Remember, remember, now gone are those days
When friendship in my life was only a bliss.
I was remembered over and over again by them
My name was called if something was amiss.

Today it's me who stands all alone by myself
It's me who lost all the trust I had long.
It's only me who is betrayed of love and life
But yet I pretend that nothing is wrong.

For if I try to reach out my hands forward
They would never bother for an ally reply.
For I'm not needed anymore in their life
That's why I feel now, "Once burned, twice shy !!"

TO YOU

(I guess my shortest poem till date....wrote it on 4th March, 2010)

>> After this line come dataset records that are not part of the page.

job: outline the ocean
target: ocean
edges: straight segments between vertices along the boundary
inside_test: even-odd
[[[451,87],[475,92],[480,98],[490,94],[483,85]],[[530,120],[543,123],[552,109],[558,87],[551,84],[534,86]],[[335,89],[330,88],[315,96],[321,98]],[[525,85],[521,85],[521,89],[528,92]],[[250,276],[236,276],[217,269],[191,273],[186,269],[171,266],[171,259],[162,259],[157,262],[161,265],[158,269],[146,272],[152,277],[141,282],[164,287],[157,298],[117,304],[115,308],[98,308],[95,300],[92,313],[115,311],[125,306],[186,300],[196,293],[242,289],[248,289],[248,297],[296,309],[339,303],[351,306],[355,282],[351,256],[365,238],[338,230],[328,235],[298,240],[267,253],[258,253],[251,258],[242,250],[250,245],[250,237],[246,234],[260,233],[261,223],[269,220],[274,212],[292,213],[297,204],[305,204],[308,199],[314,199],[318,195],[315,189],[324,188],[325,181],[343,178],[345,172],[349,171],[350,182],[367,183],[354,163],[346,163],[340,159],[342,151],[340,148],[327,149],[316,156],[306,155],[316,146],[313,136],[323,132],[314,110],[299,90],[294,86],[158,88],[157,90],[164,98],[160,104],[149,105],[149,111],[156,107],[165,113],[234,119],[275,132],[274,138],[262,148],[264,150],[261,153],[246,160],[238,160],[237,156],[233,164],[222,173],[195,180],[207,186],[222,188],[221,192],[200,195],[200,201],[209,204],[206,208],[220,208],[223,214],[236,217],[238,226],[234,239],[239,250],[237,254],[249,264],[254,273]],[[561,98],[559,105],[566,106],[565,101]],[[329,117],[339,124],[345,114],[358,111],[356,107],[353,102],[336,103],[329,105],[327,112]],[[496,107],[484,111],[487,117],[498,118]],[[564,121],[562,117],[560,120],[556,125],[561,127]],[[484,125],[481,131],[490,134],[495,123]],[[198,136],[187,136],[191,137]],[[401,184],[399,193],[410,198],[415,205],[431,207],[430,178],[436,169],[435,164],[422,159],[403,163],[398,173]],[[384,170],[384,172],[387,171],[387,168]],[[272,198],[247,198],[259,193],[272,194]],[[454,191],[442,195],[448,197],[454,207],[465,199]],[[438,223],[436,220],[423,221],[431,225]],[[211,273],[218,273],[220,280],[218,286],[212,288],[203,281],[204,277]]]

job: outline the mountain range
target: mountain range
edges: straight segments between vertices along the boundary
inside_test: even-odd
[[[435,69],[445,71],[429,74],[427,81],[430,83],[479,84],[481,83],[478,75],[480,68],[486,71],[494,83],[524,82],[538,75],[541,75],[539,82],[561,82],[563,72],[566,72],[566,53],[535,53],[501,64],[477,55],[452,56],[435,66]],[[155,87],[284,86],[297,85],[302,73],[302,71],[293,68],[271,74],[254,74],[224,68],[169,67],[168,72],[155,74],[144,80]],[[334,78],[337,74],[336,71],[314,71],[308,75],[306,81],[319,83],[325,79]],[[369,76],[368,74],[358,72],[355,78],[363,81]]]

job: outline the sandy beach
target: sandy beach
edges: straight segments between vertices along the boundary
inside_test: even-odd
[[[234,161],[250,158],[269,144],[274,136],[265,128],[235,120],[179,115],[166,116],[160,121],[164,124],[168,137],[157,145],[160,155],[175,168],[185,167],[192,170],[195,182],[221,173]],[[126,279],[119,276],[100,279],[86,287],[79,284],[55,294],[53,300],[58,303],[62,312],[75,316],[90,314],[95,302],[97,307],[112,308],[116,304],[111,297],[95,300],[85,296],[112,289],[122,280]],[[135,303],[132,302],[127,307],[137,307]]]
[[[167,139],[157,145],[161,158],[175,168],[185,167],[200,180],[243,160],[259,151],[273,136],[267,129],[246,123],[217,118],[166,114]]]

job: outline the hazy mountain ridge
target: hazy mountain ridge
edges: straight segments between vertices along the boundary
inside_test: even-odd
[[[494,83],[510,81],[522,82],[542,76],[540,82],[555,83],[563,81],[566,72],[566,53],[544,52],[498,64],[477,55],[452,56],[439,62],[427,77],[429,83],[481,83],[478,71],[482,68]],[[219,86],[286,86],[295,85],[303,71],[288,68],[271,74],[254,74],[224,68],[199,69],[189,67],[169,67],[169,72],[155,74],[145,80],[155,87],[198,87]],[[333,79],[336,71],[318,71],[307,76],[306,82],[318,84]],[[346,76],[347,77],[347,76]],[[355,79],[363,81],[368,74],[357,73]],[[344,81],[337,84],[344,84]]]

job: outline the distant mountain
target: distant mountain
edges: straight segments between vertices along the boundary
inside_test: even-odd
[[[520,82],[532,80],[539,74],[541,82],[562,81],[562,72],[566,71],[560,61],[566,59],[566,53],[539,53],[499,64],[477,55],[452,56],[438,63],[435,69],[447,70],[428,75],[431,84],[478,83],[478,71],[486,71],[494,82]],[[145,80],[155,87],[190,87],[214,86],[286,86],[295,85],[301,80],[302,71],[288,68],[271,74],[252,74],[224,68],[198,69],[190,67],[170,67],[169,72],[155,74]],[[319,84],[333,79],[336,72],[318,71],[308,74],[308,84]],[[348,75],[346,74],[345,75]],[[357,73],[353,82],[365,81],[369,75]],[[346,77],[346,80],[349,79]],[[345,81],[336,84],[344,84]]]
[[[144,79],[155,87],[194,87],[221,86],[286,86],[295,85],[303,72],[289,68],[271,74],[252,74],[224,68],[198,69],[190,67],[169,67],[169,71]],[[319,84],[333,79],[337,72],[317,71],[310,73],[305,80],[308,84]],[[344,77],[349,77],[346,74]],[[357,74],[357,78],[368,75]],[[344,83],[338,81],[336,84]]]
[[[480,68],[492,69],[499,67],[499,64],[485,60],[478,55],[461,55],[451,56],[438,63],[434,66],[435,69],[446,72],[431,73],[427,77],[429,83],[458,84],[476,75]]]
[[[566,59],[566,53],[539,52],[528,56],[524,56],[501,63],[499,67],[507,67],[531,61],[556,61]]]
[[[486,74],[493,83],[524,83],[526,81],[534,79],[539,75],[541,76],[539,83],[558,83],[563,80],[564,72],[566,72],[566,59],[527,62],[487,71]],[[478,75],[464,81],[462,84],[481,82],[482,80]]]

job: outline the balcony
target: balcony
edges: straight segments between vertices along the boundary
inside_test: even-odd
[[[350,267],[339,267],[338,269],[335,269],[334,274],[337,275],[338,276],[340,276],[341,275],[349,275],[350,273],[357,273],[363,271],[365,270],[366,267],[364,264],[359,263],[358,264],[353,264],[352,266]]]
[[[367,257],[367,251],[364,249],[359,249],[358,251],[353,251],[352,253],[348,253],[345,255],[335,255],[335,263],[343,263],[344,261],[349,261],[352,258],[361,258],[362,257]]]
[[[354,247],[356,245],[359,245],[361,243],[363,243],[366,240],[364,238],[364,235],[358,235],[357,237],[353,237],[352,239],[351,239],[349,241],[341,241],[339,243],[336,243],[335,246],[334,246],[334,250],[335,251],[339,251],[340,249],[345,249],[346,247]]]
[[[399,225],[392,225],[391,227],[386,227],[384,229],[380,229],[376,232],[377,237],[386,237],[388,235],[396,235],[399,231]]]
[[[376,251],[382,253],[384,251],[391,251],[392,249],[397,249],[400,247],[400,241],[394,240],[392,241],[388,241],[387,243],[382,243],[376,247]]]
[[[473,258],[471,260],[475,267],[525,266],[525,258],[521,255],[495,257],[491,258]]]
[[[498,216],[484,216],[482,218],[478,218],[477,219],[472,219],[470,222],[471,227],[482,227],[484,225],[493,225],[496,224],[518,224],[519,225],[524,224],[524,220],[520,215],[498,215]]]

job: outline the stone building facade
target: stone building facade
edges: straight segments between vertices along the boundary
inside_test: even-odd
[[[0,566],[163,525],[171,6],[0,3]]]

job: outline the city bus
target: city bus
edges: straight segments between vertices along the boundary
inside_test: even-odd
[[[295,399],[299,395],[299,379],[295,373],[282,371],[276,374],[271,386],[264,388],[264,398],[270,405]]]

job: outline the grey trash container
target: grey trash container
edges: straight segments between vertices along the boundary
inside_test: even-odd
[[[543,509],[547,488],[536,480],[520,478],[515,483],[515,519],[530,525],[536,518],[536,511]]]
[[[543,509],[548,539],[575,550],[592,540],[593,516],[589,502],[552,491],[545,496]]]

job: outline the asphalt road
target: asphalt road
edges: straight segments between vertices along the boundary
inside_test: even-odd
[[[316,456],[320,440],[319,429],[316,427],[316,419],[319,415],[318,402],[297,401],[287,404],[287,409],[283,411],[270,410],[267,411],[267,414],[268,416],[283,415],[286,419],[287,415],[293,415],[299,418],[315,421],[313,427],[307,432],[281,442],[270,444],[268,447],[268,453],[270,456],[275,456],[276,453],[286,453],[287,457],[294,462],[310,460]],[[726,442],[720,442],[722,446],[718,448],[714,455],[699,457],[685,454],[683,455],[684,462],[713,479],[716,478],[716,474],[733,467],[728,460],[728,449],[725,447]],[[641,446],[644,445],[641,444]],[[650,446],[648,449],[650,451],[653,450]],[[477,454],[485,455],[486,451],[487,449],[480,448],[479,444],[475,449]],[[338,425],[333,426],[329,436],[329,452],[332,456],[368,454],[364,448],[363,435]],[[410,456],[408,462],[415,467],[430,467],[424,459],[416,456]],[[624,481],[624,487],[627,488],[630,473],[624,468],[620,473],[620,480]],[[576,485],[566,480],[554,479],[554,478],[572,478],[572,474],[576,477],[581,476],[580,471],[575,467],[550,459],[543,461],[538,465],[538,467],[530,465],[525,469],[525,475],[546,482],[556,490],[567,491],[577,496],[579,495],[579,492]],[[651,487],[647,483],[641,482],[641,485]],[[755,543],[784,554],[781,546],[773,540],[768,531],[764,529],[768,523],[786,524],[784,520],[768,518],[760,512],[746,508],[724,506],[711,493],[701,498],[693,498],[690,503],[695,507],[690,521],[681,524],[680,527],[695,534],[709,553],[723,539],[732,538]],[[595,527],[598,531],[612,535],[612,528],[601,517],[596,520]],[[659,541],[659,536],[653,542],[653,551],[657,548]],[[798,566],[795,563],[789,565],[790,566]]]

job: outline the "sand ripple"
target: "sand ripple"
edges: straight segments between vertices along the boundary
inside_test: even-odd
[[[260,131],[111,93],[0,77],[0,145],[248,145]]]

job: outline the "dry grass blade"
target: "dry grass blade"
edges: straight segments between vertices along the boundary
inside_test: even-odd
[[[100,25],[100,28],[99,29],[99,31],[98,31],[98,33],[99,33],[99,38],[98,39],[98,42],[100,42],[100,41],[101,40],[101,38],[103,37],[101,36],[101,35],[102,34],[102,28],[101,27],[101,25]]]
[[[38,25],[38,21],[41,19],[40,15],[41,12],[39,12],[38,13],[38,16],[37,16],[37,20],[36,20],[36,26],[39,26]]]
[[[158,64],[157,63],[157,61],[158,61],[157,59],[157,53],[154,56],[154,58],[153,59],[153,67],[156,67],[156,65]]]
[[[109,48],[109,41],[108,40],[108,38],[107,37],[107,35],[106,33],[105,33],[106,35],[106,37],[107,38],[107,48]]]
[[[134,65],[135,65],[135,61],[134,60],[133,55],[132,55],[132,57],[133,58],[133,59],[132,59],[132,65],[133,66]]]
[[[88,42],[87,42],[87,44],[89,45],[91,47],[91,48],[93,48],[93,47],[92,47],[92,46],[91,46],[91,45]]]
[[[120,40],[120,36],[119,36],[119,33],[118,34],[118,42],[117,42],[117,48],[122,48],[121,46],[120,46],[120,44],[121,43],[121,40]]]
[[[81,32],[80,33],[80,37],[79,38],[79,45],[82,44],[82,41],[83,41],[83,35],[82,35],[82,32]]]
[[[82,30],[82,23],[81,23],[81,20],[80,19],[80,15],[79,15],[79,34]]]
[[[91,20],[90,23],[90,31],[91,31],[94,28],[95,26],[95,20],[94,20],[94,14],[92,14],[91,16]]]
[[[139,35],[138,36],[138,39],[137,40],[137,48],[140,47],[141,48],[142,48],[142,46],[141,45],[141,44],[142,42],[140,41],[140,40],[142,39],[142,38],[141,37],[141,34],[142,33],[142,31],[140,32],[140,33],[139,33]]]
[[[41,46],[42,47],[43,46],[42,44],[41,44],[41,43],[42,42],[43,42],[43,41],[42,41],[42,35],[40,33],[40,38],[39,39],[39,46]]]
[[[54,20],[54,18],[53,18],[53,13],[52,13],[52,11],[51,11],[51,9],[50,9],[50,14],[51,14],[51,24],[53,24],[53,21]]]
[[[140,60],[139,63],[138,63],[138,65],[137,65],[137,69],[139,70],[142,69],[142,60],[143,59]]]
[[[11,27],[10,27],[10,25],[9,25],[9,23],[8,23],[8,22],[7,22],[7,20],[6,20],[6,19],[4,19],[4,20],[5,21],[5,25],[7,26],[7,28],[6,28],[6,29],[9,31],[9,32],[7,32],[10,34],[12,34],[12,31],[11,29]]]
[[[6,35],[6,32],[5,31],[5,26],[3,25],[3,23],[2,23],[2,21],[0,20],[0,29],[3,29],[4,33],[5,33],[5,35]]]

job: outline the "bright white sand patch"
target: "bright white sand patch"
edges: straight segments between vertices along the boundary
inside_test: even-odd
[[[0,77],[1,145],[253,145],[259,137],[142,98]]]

Deep inside of me something amiss
In midst of my soul someone is missed.
The whole world of sadness engulfs
Out of the blue there's a sudden vacuum.

The race towards you is over now
A whole new era comes to an end.
But in my world time stands still
Inside of me your memories linger.

Some touches, some moments I recall
Some talk, some pretty smile stays on.
I sacrifice now and give it all up
But my spirit, my love, still stands tall.

To you, who made all the difference
To you, Who made me live once again.
To you, who gave me something to cheer
To you, for my life I bow to thee.

Wednesday, March 3, 2010

WITH OR WITHOUT YOU

(Just some random thoughts....which doesn't mean much....wrote it on 3rd March, 2010)

Once touched by all that love is
I took one step closer to you.
Now saddened by all that love is
I try to run far away from you.

Once surprised by what love is
Tried to remain alert in stillness.
Now I'm hurt by what love is
I yearn for a little of tenderness.

With being defeated by what love is
At the truthful moment of your sight.
Being forsaken by all that love is
Today I no longer wish for my right.

I see the stone set in your eyes
Sleight of hand and twist of fate.
I see the thorn twist in your side
On a bed of nails you made me wait.

Through the storm I reach the shore
With nothing to win yet I wait for you.
My hands are tied and my body is bruised
Yet ‎I live my life, with or without you.